The “State” of Teaching

I am a proud first-year teacher, and a cart teacher at that.

I would take a picture of my classroom to show, but I do not have my own classroom due to large class sizes and a facility not large enough to hold us all. I teach 90 students a day whom I love and adore.

I literally scrape by every month to make ends meet with maybe only 10 dollars to spare after the necessary costs (food, rent, gas, etc). If I am sick, I try to not go to the doctor as my copays are $30, which is too much for me to spend.

I would love to get my master’s degree, but cannot afford to get it with my current pay. I teach very low-income students, so I pay for everything they need (pencils, folders, markers, pens, erasers, notebooks, binders and anything else required for my class throughout the semester).
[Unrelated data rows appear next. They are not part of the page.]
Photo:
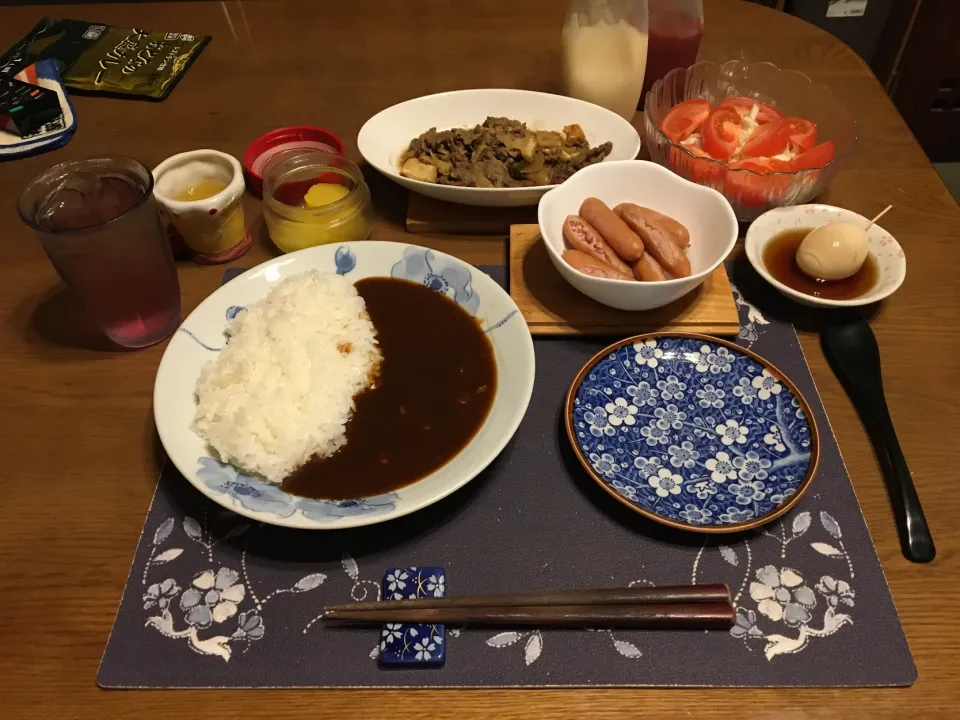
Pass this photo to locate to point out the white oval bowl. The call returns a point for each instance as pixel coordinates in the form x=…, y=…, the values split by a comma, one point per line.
x=705, y=213
x=891, y=262
x=201, y=335
x=386, y=136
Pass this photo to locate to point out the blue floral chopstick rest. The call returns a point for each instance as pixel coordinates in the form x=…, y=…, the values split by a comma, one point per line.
x=412, y=645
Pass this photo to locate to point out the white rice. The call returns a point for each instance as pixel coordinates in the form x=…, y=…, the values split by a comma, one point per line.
x=282, y=388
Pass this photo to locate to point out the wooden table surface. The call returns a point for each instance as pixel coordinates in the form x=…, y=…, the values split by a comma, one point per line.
x=76, y=420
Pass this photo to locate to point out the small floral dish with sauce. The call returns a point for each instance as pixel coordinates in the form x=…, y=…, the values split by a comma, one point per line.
x=692, y=432
x=772, y=242
x=369, y=479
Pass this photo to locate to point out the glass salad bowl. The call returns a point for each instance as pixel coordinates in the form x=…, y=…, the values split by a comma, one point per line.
x=751, y=192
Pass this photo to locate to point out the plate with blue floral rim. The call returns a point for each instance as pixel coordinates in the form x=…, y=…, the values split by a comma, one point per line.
x=202, y=335
x=692, y=432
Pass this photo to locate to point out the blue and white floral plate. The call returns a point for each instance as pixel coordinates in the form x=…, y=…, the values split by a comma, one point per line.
x=692, y=432
x=201, y=335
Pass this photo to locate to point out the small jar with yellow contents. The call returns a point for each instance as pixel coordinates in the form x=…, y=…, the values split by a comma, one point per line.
x=315, y=198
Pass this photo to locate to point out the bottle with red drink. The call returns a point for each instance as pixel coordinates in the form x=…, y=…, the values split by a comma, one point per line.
x=675, y=28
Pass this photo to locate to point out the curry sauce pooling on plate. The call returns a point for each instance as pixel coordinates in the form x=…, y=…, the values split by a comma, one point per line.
x=435, y=388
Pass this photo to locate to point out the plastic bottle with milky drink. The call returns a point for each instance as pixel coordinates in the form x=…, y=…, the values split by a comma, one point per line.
x=605, y=52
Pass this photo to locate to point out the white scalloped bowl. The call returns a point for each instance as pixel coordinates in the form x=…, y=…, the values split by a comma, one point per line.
x=705, y=213
x=891, y=262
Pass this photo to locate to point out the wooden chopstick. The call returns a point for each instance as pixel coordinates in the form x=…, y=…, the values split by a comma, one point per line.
x=683, y=616
x=595, y=597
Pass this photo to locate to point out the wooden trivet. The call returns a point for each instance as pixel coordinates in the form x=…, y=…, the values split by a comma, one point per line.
x=429, y=215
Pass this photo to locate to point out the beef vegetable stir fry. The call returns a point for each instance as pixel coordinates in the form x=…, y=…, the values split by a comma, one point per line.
x=499, y=153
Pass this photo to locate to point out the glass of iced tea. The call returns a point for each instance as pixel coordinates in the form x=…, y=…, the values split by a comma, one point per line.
x=98, y=223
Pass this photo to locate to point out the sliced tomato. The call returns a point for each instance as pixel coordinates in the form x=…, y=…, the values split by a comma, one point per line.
x=803, y=133
x=765, y=113
x=684, y=119
x=815, y=157
x=721, y=131
x=702, y=169
x=759, y=187
x=766, y=140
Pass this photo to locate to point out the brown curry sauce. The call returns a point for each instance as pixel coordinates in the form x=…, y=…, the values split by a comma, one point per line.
x=434, y=391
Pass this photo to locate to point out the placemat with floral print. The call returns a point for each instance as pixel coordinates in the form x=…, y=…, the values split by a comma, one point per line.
x=215, y=601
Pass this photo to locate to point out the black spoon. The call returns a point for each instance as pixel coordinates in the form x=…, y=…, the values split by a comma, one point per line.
x=852, y=350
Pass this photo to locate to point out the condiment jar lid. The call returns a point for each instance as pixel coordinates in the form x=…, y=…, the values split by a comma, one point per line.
x=268, y=146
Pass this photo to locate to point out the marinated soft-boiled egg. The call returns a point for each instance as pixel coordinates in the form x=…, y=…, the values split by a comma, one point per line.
x=833, y=251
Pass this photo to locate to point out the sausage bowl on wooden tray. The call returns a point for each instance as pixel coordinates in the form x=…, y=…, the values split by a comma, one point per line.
x=492, y=147
x=634, y=236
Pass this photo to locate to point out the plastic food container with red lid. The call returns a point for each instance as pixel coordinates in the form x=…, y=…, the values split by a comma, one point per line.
x=271, y=145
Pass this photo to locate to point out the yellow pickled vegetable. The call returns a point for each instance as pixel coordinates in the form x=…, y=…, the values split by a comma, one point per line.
x=324, y=194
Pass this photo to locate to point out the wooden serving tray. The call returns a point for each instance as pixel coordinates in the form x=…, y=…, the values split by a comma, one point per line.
x=429, y=215
x=551, y=306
I am not bitter in doing so, but I have to eat and take care of myself too. While I love teaching in the state of North Carolina (I love my school and my location), I do not foresee myself staying here much longer due to the current pay level.

In essence, working in North Carolina is an act of love (like a missions trip) for teachers: I am here because I do not want to abandon these students who are stuck in North Carolina public schools where money comes before effective education.

In the end, North Carolina is only hurting itself; it will be stuck with failing public schools, ineffective educators, and students to whom they show a great disservice all due to greed and poor financial distribution.